9. Mean Deviation about the Mean ($\bar{x}$)
| Class Interval | Midpoint ($x_i$) | $f_i$ | $f_i x_i$ | $|x_i – \bar{x}|$ | $f_i|x_i – \bar{x}|$ |
| :—: | :—: | :—: | :—: | :—: | :—: |
| 0-100 | 50 | 4 | 200 | 350 | 1400 |
| 100-200 | 150 | 8 | 1200 | 250 | 2000 |
| 200-300 | 250 | 9 | 2250 | 150 | 1350 |
| 300-400 | 350 | 10 | 3500 | 50 | 500 |
| 400-500 | 450 | 7 | 3150 | 50 | 350 |
| 500-600 | 550 | 5 | 2750 | 150 | 750 |
| 600-700 | 650 | 4 | 2600 | 250 | 1000 |
| 700-800 | 750 | 3 | 2250 | 350 | 1050 |
| Total | | $\sum f_i = 50$ | $\sum f_i x_i = 17900$ | | $\sum f_i|x_i – \bar{x}| = 8400$ |
- Calculate the Mean ($\bar{x}$):$$\bar{x} = \frac{\sum f_i x_i}{\sum f_i} = \frac{17900}{50} = 358$$
- Calculate $\text{MD}(\bar{x})$:$$\text{MD}(\bar{x}) = \frac{\sum f_i|x_i – \bar{x}|}{\sum f_i} = \frac{8400}{50} = \mathbf{168}$$
10. Mean Deviation about the Mean ($\bar{x}$)
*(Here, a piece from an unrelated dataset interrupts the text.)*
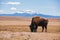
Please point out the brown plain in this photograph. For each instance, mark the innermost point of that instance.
(13, 25)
| Class Interval | Midpoint ($x_i$) | $f_i$ | $f_i x_i$ | $|x_i – \bar{x}|$ | $f_i|x_i – \bar{x}|$ |
| :—: | :—: | :—: | :—: | :—: | :—: |
| 95-105 | 100 | 9 | 900 | 25 | 225 |
| 105-115 | 110 | 13 | 1430 | 15 | 195 |
| 115-125 | 120 | 26 | 3120 | 5 | 130 |
| 125-135 | 130 | 30 | 3900 | 5 | 150 |
| 135-145 | 140 | 12 | 1680 | 15 | 180 |
| 145-155 | 150 | 10 | 1500 | 25 | 250 |
| Total | | $\sum f_i = 100$ | $\sum f_i x_i = 12530$ | | $\sum f_i|x_i – \bar{x}| = 1130$ |
- Calculate the Mean ($\bar{x}$):$$\bar{x} = \frac{\sum f_i x_i}{\sum f_i} = \frac{12530}{100} = 125.3$$
- Calculate $\text{MD}(\bar{x})$:$$\text{MD}(\bar{x}) = \frac{\sum f_i|x_i – \bar{x}|}{\sum f_i} = \frac{1130}{100} = \mathbf{11.3}$$
11. Mean Deviation about the Median ($M$)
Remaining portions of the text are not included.